Divieto di selfie, meglio pubblicare le foto con molti amici. Ma non lo fai tu, lo fanno gli altri per te. Prego? Cos'è Poparazzi il social delle foto altrui, lo riassume la missione ben esplicitata nel titolo della presentazione su Medium, The Anti Selfie Selfie Club: "Una nuova app di condivisione foto che si concentra sul conservare i momenti autentici con gli amici". Autenticità, e via in cima alle classifiche delle app più scaricate del mese sull'App Store USA (invece per Android serve ancora tempo, come fu mesi fa per Clubhouse). In sostanza, come si usa Poparazzi? Non si usa, paradossalmente. Come i paparazzi scattano le foto ai vip, il profilo personale si arricchisce di immagini a mano a mano che le persone del network privato di amici caricano foto dove ti taggano, e tu puoi fare lo stesso con loro. E liberaci dal male dell'interazione continua: nessuna didascalia, niente possibilità di like, zero commenti, engagement non pervenuto. Solo un feed continuo di immagini autentiche, spontanee, non filtrate. Paparazzate, appunto.
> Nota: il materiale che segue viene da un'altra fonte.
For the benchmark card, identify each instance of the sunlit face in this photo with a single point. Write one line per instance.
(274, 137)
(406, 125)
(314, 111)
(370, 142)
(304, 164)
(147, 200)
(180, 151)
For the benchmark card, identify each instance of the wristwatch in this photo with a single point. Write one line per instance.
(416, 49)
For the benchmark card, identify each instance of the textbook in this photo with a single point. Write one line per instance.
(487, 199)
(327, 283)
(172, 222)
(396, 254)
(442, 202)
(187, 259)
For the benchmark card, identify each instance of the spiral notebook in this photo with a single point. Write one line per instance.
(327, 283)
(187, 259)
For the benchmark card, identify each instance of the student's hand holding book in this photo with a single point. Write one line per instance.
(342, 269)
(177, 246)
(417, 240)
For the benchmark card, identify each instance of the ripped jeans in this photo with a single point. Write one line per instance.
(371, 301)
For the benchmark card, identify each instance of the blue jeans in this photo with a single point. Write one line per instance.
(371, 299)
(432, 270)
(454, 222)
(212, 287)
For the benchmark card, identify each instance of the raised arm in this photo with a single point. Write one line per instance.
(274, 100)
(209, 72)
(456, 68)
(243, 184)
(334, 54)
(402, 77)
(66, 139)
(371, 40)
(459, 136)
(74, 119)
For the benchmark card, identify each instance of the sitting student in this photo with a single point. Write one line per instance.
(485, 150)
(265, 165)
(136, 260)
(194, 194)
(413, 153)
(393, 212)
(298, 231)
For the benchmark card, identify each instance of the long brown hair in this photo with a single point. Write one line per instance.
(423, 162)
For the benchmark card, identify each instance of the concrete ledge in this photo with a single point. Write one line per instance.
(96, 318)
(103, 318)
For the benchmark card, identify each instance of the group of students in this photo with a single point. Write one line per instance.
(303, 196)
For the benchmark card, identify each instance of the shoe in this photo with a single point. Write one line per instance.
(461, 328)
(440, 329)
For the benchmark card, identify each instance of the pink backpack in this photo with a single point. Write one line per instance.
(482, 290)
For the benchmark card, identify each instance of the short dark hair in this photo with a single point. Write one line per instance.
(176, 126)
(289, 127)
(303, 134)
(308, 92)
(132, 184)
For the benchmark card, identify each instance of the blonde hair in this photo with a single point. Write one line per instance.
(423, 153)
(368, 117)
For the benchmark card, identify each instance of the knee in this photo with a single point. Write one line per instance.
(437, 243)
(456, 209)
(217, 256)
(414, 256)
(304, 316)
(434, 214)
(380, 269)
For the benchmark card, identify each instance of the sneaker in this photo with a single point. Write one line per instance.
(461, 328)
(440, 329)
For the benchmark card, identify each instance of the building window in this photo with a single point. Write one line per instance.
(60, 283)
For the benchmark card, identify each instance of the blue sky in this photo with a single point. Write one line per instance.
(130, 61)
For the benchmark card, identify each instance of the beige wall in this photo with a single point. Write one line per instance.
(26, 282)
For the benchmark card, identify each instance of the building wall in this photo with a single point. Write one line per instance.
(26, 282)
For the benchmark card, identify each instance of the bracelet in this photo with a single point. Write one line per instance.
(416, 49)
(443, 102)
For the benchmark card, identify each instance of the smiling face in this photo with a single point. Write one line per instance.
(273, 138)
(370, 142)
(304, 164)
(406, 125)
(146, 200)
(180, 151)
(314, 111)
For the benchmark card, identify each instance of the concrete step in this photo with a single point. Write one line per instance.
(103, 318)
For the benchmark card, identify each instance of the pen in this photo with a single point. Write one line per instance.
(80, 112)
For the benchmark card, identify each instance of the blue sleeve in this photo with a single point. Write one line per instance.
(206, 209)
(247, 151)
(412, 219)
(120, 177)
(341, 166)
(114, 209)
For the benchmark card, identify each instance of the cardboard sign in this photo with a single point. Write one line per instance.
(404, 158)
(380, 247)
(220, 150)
Torniamo a essere i fotografi degli altri, addio selfie allo specchio e filtri tattici per modificarle, bye bye curatela in palette: Poparazzi è la versione 4.0 della scatola di fotografie. Gli inventori di Poparazzi sono Austen e Alex Ma da Marina del Rey in California, una coppia di fratelli millennial che nel 2019 aveva lanciato una app vocale, TTYL (Talk to you later) dalla struttura simile all'audio social Clubhouse, forse un filino in anticipo sui tempi. Poparazzi, lanciata lo scorso 24 maggio con una campagna miratissima su TikTok, sembra andare molto meglio: la presentazione quale antidoto a Instagram "per togliere la pressione della perfezione" ha raccolto molti consensi tra gli utenti più curiosi, che hanno raccontato sulle altre piattaforme la straordinaria experience di iscrizione. L'accesso riservato ricalca quel circolo di esclusività che aumenta l'hype da che il marketing è il marketing; ma sapere che nell'era social della necessità di genuinità e di autenticità sono i veri amici a concederti di partecipare alla festa di Poparazzi, e a far crescere il tuo profilo con contenuti caricati da loro, è un boost gigantesco. I tecnoentusiasti lo hanno sottolineato subito: un inno alle reti di sostegno, all'amicizia e alla liberazione dal filterismo spinto, perché una volta caricate, le foto non possono essere modificate. Eppure la filosofia semplicissima di Poparazzi non si è inventata nulla. Ricalca il primo topos di Facebook, quel tag nelle foto che ha consentito al social di Mark Zuckerberg di diventare la piattaforma più determinante (e controversa) degli anni Dieci.

Ma (c'è sempre un ma) su Poparazzi i rischi e i problemi non mancano. E riguardano sempre lo stesso tema: la sicurezza, la privacy e i dati personali degli utenti. E nonostante le linee guida invitino a non pubblicare foto imbarazzanti o peggio, non ci sono regole precise contro derive estreme. Viene spedita una notifica ogni volta che si appare in una foto, si può chiedere la rimozione o addirittura restringere le impostazioni privacy per approvare solo contenuti caricati da amici, ma resta aperta (come su altre piattaforme) la questione di non avere il minimo controllo sulle condivisioni altrui, o sugli scatti senza il minimo consenso. Su Poparazzi bastano mail e numero di telefono per verificare l’identità di una persona, di conseguenza è molto semplice creare un profilo falso e usarlo per infastidire o minacciare qualcuno. Alcuni commentatori tech hanno già definito Poparazzi un privacy nightmare, perché quando ci si iscrive si deve consentire obbligatoriamente l'accesso alla rubrica: come fa notare Techprincess, la app scarica tutti i numeri di telefono e i contatti presenti, anche quelli bloccati, per far sì che a ogni nuova iscrizione le relazioni tra gli utenti siano automatiche. Quindi può capitare di ritrovarci a seguire colleghi o sconosciuti di cui abbiamo il numero, o peggio ancora di rivedere all'improvviso persone spiacevoli del nostro passato. Il Post sottolinea che potrebbe essere un problema momentaneo, risolvibile definitivamente in futuro, ma la preoccupazione rimane ancora per i casi più delicati.